I agree that a working mom doesn't equal a child-rearing disaster. And I understand what you mean about "happy parents make happy kids." I just think that it's interesting to flip the equation around because it seems that Americans often view happiness as an entitlement, rather than something that investment in another person's happiness might yield. I look at the voting track record and the policy-making of this country over the past several years and I wonder where we're headed. I see our children as a fresh start and I don't want them to get lost in the workaday world. I think that children that are in daycare and car commuting for 45-50 hours per week are losing out on something that those who are at home eating cornflakes in jammies at 8:30 on a weekday morning can have. If there is common ground in our beliefs of what nurtures a child's positive development, then maybe the next step can be fighting for the public policies that enable more children to have that (which ties back to Jayne's earlier point).

StuntBec said...

Interesting discussion. I keep thinking about the comment about an unhappy stay at home mom from our past - that perhaps if she had gone to work, she (and therefore her children) would have been much happier. I think that's too much of an oversimplification. Some people are just not able to find happiness during certain points in their lives.

Here's an example for you: I've known a mom for quite some time, before the time of her first pregnancy. She and I were pregnant with our first children at the same time. Her biggest wish was to be a stay at home mom. For the first year, this was not attainable, as she was the main breadwinner, her husband was the minor breadwinner. She was VERY unhappy about having to put her child in daycare. They finally worked it out so that she could do some internet work and other misc. revenue enhancers at home on the side, and her husband would work full time (with the insurance bennies). She did this, and guess what? She was STILL as unhappy as can be. Their finances stressed her out. My feeling was that she was just not at a point in her life where she could find or create happiness. She ended up going back to work full time. I don't know if she's finally happy, as we've sort of lost touch with each other. But my gut tells me she's the same.

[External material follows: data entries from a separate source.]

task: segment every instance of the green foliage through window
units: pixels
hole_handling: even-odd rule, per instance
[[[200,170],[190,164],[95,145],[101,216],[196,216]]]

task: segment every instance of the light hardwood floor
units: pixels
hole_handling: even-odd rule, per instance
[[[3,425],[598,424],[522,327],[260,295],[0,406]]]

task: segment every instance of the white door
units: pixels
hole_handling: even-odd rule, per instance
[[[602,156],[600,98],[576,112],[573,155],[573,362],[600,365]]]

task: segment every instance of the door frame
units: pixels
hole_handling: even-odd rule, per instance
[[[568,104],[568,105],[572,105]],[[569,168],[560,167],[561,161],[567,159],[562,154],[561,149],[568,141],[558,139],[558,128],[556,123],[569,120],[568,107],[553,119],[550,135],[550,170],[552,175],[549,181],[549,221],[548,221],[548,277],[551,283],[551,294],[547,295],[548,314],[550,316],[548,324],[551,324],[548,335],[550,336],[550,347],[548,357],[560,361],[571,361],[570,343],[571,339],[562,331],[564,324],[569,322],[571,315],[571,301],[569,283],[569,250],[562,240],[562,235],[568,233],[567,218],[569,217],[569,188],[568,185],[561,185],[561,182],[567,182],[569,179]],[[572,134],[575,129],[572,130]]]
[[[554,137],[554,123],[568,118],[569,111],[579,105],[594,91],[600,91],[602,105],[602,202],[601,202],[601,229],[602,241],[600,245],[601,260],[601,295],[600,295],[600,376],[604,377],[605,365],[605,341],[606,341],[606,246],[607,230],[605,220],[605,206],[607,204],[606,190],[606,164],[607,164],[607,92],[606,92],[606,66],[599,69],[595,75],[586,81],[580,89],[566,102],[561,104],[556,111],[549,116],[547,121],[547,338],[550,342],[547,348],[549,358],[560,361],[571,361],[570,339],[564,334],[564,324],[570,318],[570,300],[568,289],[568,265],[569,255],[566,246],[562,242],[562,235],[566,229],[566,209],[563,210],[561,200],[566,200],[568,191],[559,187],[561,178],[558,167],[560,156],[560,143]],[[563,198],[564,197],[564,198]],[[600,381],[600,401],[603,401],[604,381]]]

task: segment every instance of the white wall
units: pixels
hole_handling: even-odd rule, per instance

There are so many factors working for and against our happiness. I like the list of "must haves" listed - I've often wondered if my friend didn't have cable, didn't always have cute clothes and a fashionable haircut, didn't love the sport of shopping so much, etc. etc., then she could have enjoyed living on a more modest income, could have lived in a house she liked more, could have been a stay at home mom, and happier. I ventured to mention this once, and was quickly shut down.

I believe that the choices I make are what make me happy. Not all are ready to accept (or cannot see) that they are in charge of their own happiness and quality of life. I hope that someday my friend finds inner happiness.

Personal happiness. I think about this a lot. I want my children to be happy, like me. I want them to feel in charge of their lives, not like victims. The victim mentality is so easy to fall into. Hope I didn't go off on too much of a tangent. Time to finish making supper: chicken curry tonight! Watch out, kids, it's spicy!

karen said...

I think you raised some good points, StuntBec. And you do find examples of people repeatedly who are able to find happiness when they are presented with a situation that many of us would find intolerable. I was just reading about a pair of adult conjoined twins, joined at the head, who each have managed to follow different pursuits (and I suppose, must endure the desired pursuits of the other), and who describe themselves as "happy."